39-jähriger Mann aus der Türkei musste sich vor dem Schöffengericht in Rosenheim verantworten

39-jähriger Mann aus der Türkei musste sich kürzlich vor dem Schöffengericht in Rosenheim verantworten. Die Staatsanwaltschaft warf dem Angeklagten vor, seine eigene Ehefrau mindestens zweimal vergewaltigt zu haben. Darüber hinaus warf sie ihm vor, seine Ehefrau körperlich misshandelt und in ihrer Gesundheit beschädigt zu haben. Und schließlich wurde ihm vorgeworfen, seine Ehefrau bei türkischen Behörden falsch verdächtigt zu haben.

Vor dem Schöffengericht beim Amtsgericht Rosenheim fand dieser Tage der Prozess gegen den Mann statt. Mittlerweile ist er von seiner Frau geschieden, doch er soll im September 2022 und im Januar 2023 seine Frau zu gemeinsamem Sex gezwungen haben, obwohl sie ihm unmissverständlich erklärt hatte, dass sie dies nicht wünsche.

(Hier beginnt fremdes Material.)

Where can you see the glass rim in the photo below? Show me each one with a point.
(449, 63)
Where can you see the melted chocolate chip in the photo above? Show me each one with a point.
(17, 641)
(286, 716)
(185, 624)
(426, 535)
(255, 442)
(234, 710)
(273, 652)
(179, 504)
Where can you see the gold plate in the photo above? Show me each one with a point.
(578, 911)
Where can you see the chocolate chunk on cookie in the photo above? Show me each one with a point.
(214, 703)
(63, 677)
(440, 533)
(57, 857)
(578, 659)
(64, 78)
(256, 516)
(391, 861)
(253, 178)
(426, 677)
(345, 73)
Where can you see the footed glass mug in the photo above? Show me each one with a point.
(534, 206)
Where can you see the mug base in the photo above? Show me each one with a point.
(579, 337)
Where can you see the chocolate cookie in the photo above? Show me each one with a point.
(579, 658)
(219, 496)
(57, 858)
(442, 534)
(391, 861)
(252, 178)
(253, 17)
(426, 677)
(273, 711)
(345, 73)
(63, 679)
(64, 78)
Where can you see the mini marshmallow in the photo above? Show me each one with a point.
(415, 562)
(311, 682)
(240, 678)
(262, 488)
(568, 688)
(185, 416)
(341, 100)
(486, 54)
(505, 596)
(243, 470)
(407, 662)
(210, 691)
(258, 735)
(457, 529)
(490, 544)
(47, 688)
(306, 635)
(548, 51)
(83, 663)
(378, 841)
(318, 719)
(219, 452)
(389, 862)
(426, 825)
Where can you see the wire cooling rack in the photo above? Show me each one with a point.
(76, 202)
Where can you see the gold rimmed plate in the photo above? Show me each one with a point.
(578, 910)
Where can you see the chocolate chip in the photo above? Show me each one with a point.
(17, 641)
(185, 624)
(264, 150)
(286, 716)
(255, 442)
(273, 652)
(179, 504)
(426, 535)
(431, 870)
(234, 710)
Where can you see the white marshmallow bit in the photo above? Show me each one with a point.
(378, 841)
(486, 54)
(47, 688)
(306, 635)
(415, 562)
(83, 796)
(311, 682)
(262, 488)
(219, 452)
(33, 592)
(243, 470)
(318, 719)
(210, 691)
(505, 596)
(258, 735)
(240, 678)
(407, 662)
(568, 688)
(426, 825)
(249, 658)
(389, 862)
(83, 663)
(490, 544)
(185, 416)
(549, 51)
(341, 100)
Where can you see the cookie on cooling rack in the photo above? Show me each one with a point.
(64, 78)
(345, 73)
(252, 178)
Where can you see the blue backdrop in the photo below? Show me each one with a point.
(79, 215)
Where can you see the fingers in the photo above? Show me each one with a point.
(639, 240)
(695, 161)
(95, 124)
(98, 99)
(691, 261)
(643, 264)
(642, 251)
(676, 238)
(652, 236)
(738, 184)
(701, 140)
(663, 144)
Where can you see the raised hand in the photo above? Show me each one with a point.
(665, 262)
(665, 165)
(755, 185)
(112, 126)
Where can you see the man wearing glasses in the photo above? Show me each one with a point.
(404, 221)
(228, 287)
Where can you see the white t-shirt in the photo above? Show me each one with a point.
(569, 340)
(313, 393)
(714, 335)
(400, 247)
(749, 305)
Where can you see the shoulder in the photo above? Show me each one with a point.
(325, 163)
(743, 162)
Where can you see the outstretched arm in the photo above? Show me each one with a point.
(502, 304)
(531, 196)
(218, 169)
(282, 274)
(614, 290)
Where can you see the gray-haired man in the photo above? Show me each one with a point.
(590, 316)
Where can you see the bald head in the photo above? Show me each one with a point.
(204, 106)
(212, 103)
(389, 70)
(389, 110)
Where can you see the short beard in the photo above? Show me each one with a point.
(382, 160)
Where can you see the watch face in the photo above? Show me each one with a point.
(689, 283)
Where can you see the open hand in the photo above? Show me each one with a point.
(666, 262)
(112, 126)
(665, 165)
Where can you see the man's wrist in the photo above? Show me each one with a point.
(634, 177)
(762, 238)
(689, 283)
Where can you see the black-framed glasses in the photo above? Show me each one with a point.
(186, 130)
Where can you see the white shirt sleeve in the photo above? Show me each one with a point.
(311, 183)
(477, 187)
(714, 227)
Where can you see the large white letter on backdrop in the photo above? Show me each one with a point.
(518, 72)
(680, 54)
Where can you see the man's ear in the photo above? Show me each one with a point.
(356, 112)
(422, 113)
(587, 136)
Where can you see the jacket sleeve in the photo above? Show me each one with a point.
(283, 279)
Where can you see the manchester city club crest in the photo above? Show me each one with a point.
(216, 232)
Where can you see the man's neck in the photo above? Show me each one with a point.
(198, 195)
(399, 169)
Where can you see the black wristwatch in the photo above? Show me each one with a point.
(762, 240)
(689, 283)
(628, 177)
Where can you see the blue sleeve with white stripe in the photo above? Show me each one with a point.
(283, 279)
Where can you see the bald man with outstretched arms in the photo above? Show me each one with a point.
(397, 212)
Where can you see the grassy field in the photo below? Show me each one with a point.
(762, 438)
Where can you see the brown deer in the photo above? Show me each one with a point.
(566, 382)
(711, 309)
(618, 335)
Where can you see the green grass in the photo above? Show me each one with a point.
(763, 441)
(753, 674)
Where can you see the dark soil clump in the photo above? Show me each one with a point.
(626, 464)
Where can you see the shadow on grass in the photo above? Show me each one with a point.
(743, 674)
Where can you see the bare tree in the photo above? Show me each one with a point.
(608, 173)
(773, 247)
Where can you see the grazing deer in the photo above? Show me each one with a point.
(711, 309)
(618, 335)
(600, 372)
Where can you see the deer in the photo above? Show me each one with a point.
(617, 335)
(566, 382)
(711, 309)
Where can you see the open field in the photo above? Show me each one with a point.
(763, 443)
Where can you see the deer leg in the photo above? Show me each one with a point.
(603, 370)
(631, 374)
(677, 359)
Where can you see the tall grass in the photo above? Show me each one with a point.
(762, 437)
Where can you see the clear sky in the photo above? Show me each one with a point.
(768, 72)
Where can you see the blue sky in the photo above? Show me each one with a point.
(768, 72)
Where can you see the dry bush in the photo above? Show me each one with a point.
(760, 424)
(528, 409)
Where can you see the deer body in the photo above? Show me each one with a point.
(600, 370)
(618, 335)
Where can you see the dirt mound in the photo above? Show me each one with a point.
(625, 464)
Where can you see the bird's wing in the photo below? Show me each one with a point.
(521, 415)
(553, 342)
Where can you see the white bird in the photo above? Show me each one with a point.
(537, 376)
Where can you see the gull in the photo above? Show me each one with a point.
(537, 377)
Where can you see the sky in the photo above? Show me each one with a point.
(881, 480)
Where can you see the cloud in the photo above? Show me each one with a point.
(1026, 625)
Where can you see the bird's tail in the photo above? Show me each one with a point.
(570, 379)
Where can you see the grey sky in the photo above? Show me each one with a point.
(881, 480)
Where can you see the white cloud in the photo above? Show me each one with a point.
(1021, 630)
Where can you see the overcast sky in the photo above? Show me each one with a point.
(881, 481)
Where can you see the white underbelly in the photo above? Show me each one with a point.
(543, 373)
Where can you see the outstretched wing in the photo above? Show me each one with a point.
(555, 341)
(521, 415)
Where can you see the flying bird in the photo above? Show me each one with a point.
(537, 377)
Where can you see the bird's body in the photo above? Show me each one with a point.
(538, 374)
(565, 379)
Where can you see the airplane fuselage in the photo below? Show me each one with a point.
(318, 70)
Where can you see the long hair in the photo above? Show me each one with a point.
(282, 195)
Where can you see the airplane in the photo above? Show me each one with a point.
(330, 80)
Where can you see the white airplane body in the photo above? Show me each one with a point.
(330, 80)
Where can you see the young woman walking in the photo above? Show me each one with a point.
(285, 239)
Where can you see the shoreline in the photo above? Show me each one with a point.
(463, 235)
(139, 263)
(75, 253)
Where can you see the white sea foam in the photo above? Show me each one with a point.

Augenzeugen gab es für diese Vorwürfe keine, aber Zeugen, mit denen entweder der Ehemann oder die Ehefrau im Nachhinein darüber gesprochen hatten. Da der Verteidiger die Tatvorwürfe im Auftrage seines Mandanten bestritt, war das Gericht gehalten, in der Beweisaufnahme die Frage der Schuld zu erhellen. Hierzu wurde zunächst die Ehefrau, die die Anzeige gegen ihren Mann gestellt hatte und vor Gericht auch als Nebenklägerin auftrat, befragt.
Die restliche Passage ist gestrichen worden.